A Study of Location-Based Mutation Patterns in the SARS-CoV-2 Genome
This past semester, I worked in a pair on a research project for a computational molecular biology and genomics course. We were interested in investigating the potential role location plays in the evolutionary landscape of the SARS-CoV-2 genome, especially in light of new waves of viral spread and new sequence data available in recent months. At a high level, our work involved cleaning and processing thousands of SARS-CoV-2 sequences, writing Python scripts for eliminating corrupted sequences, identifying segregating sites and single nucleotide polymorphisms, plotting allele frequencies at sites of interest over time, and creating other visualizations to understand potential location-mediated mutation patterns.

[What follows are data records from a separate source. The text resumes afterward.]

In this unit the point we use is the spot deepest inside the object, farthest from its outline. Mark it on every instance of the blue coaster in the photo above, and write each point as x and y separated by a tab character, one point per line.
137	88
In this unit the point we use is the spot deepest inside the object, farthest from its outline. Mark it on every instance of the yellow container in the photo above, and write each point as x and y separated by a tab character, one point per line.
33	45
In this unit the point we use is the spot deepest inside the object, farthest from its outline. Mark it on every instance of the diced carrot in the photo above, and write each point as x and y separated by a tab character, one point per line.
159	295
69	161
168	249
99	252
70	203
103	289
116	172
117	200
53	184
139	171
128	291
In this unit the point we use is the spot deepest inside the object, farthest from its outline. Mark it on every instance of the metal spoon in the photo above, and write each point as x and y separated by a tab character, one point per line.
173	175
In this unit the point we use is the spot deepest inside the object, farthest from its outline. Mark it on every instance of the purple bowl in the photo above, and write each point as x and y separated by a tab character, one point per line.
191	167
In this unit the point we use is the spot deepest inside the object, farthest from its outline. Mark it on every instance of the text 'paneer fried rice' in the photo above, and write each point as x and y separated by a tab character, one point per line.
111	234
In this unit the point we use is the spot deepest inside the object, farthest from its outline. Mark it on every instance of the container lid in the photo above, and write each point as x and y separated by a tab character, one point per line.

From this study, we identified a triple mutant on the coronavirus nucleocapsid protein that may hold implications for understanding virus adaptation to human hosts.

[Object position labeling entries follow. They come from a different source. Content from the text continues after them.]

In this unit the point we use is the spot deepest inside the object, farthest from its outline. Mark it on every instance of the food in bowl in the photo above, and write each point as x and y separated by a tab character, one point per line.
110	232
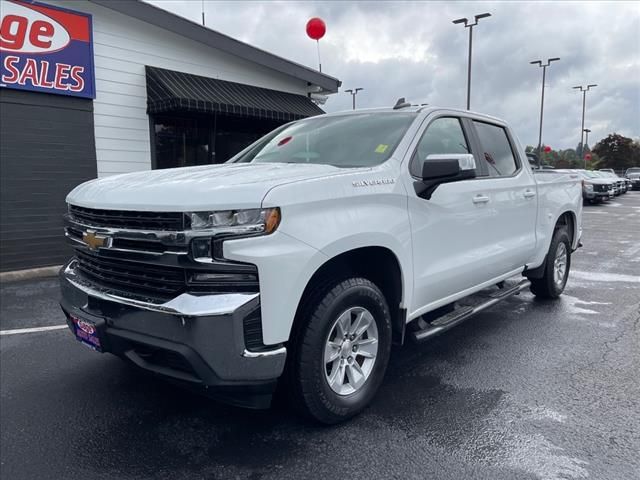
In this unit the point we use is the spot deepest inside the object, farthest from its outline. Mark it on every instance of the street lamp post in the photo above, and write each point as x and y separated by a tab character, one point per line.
586	142
470	27
584	91
353	93
586	137
544	76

The Github repository for this project can be found here.
read the paper abstract below:
Abstract
Severe acute respiratory syndrome coronavirus type 2 (SARS-CoV-2) has devastated populations globally, and continues to pose extreme challenges to not only public health, but to the scientific methods utilized to understand and analyze epidemiology. Because the spread of SARS-CoV-2 is rapid and ever-changing in its dynamics, many recent research efforts in the sphere of computational biology have been largely focused on painting a more comprehensive picture of virus-host interactions and viral evolution. While existing work has, with varying degrees of success, identified several mutations in the coronavirus genome that may be linked to transmission susceptibility and other important factors for understanding infection, little work has successfully characterized mutation evolution in the context of small-scale geographic location. Thus, this study builds on previous work by analyzing single nucleotide polymorphisms in location-tagged SARS-CoV-2 sequences via evaluations of allele frequency fluctuations over time and genotype-annotated phylogenetic trees. Through the present investigation and analysis, a triple mutant from GGG to AAC at loci 28881, 28882, and 28883 was identified on the nucleocapsid protein of SARS-CoV-2. Further phylogeographic analysis suggests that this triplet of mutations may confer a selective advantage, paving the way for further analysis about viral adaptation to human hosts.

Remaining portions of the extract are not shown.